Is the build flag `linker-plugin-lto` still needed?

I've been doing some experiments with LTO across the FFI and it seems like linker-plugin-lto option is not needed in certain conditions (maybe all conditions).

I have a sys crate and a separate benchmark crate that uses the sys crate. I build both with the build flags:

[target.x86_64-unknown-linux-gnu]
rustflags = [
   "-Ctarget-cpu=native",
   "-Clink-arg=-fuse-ld=lld",
   "-Clinker=clang-11",
   "-Clink-arg=-flto",
   "-Cprefer-dynamic=no",
]

I also have the following enabled in my bench crate's Cargo.toml:

[profile.bench]
opt-level = 3
codegen-units = 1
lto = true

This appears to be enough to get LTO across the FFI. I noticed LLD says it will automatically enable LTO by default

Anyone else knowledgeable in this area and have some insight into whether or not this checks out?

I'm on nightly 1.52

The linker-plugin-lto option is not necessary when the linking is done by rust (and lto is enabled). It is however necessary when the linking is done by something else. The most prominent example of this is Firefox: it builds rust code as a staticlib and links that with other C/C++ code.

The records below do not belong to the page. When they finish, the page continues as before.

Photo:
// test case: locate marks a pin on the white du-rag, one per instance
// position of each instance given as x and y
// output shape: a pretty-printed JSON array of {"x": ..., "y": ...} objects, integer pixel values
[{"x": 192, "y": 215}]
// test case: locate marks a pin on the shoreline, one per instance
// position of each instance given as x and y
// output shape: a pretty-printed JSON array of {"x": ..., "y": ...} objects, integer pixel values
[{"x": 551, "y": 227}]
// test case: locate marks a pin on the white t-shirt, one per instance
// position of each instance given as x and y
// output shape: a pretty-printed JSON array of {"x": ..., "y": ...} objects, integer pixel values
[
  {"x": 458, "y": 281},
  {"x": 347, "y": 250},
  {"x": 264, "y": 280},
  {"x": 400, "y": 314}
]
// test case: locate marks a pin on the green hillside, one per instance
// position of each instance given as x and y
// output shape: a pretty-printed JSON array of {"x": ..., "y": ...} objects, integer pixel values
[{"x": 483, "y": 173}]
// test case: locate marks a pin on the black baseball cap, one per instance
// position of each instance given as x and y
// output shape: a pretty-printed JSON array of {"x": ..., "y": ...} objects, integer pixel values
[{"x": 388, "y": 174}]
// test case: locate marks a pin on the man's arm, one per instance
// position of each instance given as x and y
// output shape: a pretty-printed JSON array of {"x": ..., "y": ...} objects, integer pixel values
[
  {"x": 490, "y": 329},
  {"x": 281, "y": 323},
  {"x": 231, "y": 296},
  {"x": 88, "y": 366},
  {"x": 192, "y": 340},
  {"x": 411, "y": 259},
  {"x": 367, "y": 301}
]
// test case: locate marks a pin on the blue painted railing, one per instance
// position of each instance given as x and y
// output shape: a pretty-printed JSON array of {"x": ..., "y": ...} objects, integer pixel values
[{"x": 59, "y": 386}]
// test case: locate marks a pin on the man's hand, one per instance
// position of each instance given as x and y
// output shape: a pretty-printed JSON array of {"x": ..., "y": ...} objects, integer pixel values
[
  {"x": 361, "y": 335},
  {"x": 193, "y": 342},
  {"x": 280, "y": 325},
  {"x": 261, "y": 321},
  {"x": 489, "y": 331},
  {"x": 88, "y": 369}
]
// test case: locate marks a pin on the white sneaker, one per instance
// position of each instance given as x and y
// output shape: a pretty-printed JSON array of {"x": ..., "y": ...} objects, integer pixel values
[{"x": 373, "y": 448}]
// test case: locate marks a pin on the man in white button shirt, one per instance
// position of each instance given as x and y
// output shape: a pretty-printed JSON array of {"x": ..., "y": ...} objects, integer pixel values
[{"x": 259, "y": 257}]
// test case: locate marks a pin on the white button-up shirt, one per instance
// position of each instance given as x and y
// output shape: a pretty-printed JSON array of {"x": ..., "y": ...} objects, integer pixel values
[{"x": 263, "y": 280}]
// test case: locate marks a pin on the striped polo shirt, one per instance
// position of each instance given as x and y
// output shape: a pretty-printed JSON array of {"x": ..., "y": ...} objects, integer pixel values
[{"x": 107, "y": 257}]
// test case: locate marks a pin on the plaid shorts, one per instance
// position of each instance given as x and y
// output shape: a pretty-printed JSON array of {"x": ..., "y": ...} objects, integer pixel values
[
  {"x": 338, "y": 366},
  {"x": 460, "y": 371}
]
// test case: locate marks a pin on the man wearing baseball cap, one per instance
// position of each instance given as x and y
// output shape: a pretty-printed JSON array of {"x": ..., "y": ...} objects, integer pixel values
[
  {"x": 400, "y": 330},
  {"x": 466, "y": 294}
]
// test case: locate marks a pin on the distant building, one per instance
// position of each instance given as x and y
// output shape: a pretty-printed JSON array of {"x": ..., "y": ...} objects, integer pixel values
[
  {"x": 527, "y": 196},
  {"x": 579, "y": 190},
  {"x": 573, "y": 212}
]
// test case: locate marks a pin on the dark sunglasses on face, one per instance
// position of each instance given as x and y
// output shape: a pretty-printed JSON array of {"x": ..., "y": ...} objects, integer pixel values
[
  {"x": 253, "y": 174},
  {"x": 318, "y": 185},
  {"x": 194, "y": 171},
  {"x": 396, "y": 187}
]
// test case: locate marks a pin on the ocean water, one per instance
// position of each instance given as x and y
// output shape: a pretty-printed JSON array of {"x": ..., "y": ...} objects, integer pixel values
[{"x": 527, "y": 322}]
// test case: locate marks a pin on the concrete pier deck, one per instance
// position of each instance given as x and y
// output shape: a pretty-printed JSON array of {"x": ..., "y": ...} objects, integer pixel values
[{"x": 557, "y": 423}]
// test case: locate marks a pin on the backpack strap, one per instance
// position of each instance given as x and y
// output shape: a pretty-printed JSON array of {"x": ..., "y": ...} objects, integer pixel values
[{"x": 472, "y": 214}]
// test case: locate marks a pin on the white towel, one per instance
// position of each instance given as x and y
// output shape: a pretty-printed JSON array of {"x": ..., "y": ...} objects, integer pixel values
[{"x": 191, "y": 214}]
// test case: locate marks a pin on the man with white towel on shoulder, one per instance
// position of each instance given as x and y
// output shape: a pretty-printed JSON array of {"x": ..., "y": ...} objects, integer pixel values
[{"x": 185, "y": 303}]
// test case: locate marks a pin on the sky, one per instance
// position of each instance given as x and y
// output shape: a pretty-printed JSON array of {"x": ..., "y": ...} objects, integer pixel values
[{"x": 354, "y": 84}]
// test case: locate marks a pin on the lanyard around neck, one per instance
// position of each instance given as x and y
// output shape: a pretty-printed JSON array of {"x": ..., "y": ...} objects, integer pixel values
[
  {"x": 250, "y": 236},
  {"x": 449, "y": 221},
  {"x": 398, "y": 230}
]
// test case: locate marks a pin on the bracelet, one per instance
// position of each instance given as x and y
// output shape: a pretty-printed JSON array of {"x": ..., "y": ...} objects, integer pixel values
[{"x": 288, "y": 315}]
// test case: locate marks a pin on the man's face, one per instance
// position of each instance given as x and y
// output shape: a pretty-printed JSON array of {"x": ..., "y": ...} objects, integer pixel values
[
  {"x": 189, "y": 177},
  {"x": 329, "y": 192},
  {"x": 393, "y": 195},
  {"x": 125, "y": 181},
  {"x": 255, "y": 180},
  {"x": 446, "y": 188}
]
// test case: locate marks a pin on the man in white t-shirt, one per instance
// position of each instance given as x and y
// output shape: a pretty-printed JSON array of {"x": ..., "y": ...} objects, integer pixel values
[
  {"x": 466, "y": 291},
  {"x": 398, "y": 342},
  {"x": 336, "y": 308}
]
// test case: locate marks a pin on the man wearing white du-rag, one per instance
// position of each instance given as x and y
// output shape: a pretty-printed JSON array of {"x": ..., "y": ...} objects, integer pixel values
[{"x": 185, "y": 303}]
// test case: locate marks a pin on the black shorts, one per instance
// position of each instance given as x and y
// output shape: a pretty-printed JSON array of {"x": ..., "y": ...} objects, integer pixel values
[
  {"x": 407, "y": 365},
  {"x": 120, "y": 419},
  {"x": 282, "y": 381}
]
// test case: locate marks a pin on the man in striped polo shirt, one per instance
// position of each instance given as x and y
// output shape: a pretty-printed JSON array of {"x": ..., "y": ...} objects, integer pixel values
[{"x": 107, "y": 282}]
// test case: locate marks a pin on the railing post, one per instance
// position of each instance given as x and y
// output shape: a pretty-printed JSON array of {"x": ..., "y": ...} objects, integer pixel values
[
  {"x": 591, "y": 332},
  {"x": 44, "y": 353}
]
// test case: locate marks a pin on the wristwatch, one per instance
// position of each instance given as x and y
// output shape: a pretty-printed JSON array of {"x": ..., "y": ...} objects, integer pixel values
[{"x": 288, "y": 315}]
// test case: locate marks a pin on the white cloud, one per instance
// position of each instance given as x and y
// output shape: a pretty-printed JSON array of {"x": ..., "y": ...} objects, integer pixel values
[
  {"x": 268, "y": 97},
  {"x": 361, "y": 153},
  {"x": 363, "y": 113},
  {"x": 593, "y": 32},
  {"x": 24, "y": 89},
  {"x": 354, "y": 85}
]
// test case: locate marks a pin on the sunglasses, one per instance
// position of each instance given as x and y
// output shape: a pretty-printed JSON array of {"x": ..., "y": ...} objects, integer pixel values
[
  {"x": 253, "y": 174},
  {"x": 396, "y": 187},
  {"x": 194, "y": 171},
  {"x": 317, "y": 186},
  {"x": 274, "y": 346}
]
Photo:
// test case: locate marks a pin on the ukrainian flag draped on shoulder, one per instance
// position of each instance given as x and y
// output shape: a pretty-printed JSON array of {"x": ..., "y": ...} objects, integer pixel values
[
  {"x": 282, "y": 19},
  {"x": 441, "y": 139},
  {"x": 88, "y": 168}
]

Thanks for the reply. My sys crate is using cc (clang) to compile some C source code using a build.rs file

fn main() {
    cc::Build::new()
        .file("extern/picohttpparser/picohttpparser.c")
        .opt_level_str(&"fast")
        .flag("-funroll-loops")
        .flag("-msse4")
        .flag("-flto=thin")
        .flag("-march=native")
        .compile("libpicohttpparser.a");
}

My benchmark crate uses this crate to run benches. It is about 5% faster when not including linker-plugin-lto in my rustflags which is what led me to believe it is not necessary.

Any ideas on why this would be the case?